オムレツロボットは無人のコーヒー屋さんみたいなものですよね。コーヒーの味って、気持ちのいい接客やその場所の雰囲気で何倍にも膨らむものじゃないですか。私はそういうコーヒーをいただいてこそ、心が豊かになると思うんですけどね。
井須:
私も同意見です。心配りやサービスというのは、人間にしかできないことですよね。でも人手不足でやらなければいけないことが次から次にあるという状況になると、心配りが難しくなる。そういう意味で人間が人間にしかできない仕事に専念するためのアシストをしてくれるAIというのは今後増えていくと思います。例えば農業の分野では、ディープラーニングによる画像認識技術から、商品にならない野菜を自動的に選別したり、育成状況を監視して自動で水や肥料を与えてくれたりすることで、人手不足を解消できる可能性があります。
社会を支えるAI
近年特に懸念されているフードロスの問題に関してはいかがでしょう?
井須:
AIを使えばたくさんの過去の売上データや天気、世の中のトレンドいった様々なビックデータを分析して、ある程度の需要予測ができるので、たとえばコンビニの商品なんかでも「この時期にはこういうものがこれだけ売れますよ」という予測が立てやすくなります。予測に基づいて生産する商品の種類や数、必要な材料の発注管理、物流に至るまでを最適化することができれば、フードロスの問題に限らず、環境問題、労働力不足の解消にもなりえます。そうした試みを業界全体で進めていくことで、AIが社会全体をよりよく最適化し、多くの社会問題を解決してくれるのではないかと期待しています。
浜内:
現在のAIは事業用と家庭用に大きく二分されているんですね。
井須:
家庭レベルのロスをなくしていくまでにはまだ研究が必要ですが、ただ、それもそこまで遠くない未来に実現できるのではないかと思います。

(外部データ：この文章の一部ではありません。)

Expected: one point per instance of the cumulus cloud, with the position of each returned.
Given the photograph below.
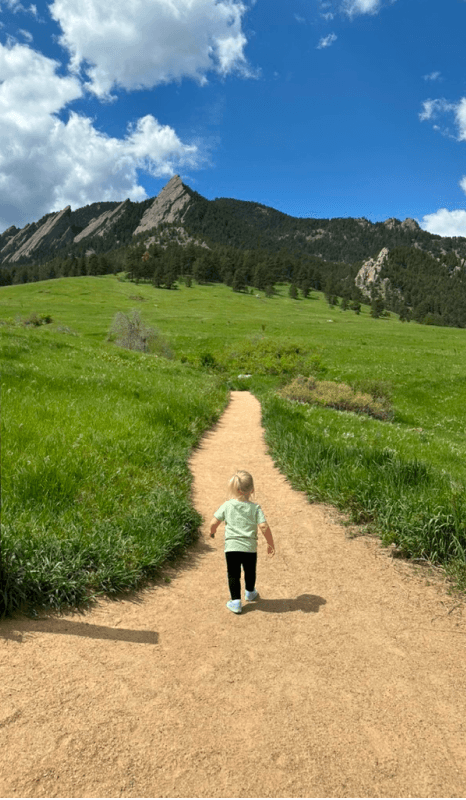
(47, 163)
(445, 223)
(433, 109)
(326, 41)
(433, 76)
(143, 43)
(354, 7)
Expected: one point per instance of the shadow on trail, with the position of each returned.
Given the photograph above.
(309, 603)
(21, 631)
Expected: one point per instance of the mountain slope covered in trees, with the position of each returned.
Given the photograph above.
(245, 244)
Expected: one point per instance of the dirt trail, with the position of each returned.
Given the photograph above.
(347, 679)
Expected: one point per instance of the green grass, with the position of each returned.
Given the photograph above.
(406, 501)
(96, 488)
(94, 421)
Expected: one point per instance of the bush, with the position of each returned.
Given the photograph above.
(335, 395)
(38, 319)
(129, 331)
(264, 356)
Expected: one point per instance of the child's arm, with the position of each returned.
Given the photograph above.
(214, 523)
(264, 528)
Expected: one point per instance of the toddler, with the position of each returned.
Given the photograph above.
(242, 518)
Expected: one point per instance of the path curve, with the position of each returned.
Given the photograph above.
(347, 679)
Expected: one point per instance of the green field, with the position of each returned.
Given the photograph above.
(86, 424)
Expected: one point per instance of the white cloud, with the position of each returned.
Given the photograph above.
(326, 41)
(353, 7)
(26, 35)
(460, 118)
(47, 163)
(433, 76)
(143, 43)
(432, 109)
(445, 223)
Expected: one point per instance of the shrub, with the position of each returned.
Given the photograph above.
(335, 395)
(129, 331)
(38, 319)
(264, 356)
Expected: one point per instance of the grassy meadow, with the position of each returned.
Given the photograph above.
(96, 489)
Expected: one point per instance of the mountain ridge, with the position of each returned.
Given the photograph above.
(102, 227)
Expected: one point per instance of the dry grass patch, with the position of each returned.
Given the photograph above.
(336, 395)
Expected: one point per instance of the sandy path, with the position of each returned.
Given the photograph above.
(347, 679)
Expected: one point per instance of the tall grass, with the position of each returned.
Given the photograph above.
(96, 487)
(408, 502)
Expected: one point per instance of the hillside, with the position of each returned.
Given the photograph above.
(241, 224)
(397, 265)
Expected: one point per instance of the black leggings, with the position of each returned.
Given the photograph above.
(234, 561)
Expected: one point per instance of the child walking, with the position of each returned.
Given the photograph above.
(242, 518)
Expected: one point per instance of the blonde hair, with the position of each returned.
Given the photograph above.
(241, 484)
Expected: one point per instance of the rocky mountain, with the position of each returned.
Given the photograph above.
(245, 225)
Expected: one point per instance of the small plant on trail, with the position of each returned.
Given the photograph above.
(129, 331)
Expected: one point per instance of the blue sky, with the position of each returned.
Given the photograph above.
(319, 108)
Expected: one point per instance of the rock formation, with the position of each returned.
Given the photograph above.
(369, 273)
(101, 225)
(167, 206)
(32, 236)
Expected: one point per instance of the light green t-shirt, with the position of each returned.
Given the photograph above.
(241, 519)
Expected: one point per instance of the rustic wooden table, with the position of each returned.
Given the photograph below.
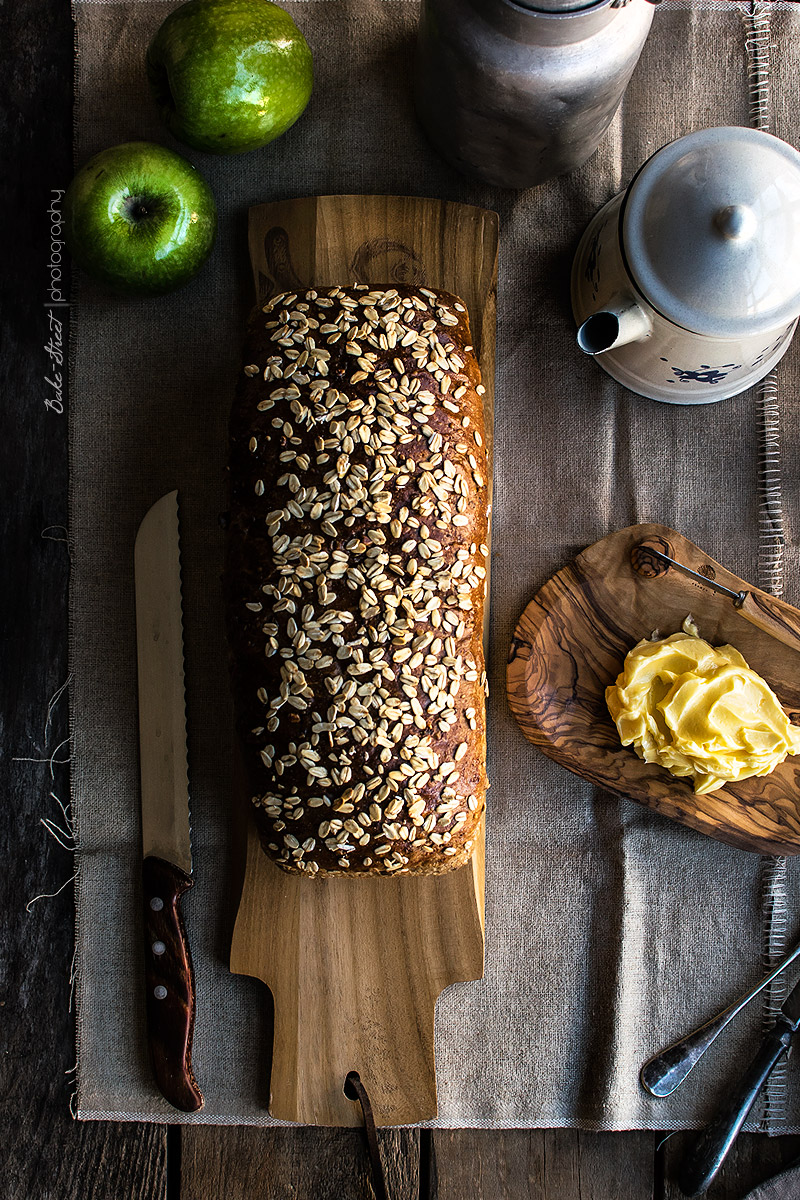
(47, 1155)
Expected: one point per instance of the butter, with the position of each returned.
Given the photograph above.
(699, 711)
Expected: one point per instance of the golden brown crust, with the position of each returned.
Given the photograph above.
(355, 580)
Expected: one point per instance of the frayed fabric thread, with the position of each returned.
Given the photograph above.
(770, 577)
(61, 829)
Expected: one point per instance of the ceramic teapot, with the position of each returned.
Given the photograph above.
(686, 287)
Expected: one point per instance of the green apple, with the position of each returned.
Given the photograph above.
(229, 75)
(139, 217)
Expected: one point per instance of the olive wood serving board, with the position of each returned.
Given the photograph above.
(355, 965)
(570, 645)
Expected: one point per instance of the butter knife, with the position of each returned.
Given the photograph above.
(705, 1157)
(167, 852)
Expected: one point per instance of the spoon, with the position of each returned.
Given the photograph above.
(667, 1071)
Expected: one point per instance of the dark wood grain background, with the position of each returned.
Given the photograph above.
(44, 1153)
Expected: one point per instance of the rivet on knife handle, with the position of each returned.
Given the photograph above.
(170, 983)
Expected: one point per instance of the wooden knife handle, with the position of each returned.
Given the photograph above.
(170, 983)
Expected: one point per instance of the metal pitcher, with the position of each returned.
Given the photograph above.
(516, 93)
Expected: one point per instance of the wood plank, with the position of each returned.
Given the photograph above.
(752, 1159)
(238, 1163)
(541, 1164)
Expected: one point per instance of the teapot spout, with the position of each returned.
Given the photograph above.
(620, 322)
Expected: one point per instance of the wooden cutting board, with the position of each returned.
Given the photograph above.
(570, 645)
(355, 965)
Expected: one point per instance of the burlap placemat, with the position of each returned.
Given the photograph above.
(609, 930)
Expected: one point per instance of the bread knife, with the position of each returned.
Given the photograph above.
(163, 768)
(708, 1153)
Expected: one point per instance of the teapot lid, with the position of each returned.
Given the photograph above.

これから先生には未来のキッチンのコンセプト・モデルをご覧いただければと思いますので、そこでもご意見をいただければと思います。
浜内:
それは楽しみです!ワクワクしちゃいますね!
浜内千波さんの最新作
『1日2杯のみそ汁で健康寿命を延ばす!』
(ナツメ社)/1,200円+税 128ページ
発売中
生活習慣病を遠ざけ、さまざまな病気の予防となる「みそ汁」の効能・魅力に迫った一冊。みそ研究の第一人者である渡邊敦光先生と浜内先生がタッグを組み、毎日の簡単みそ汁から全国各地のみそ料理までを徹底紹介。みそを「一味違った調味料」と捉えたレシピ・ページも楽しい。
後半には、次世代のキッチンが登場!
これからの料理や食生活についてお聞きします。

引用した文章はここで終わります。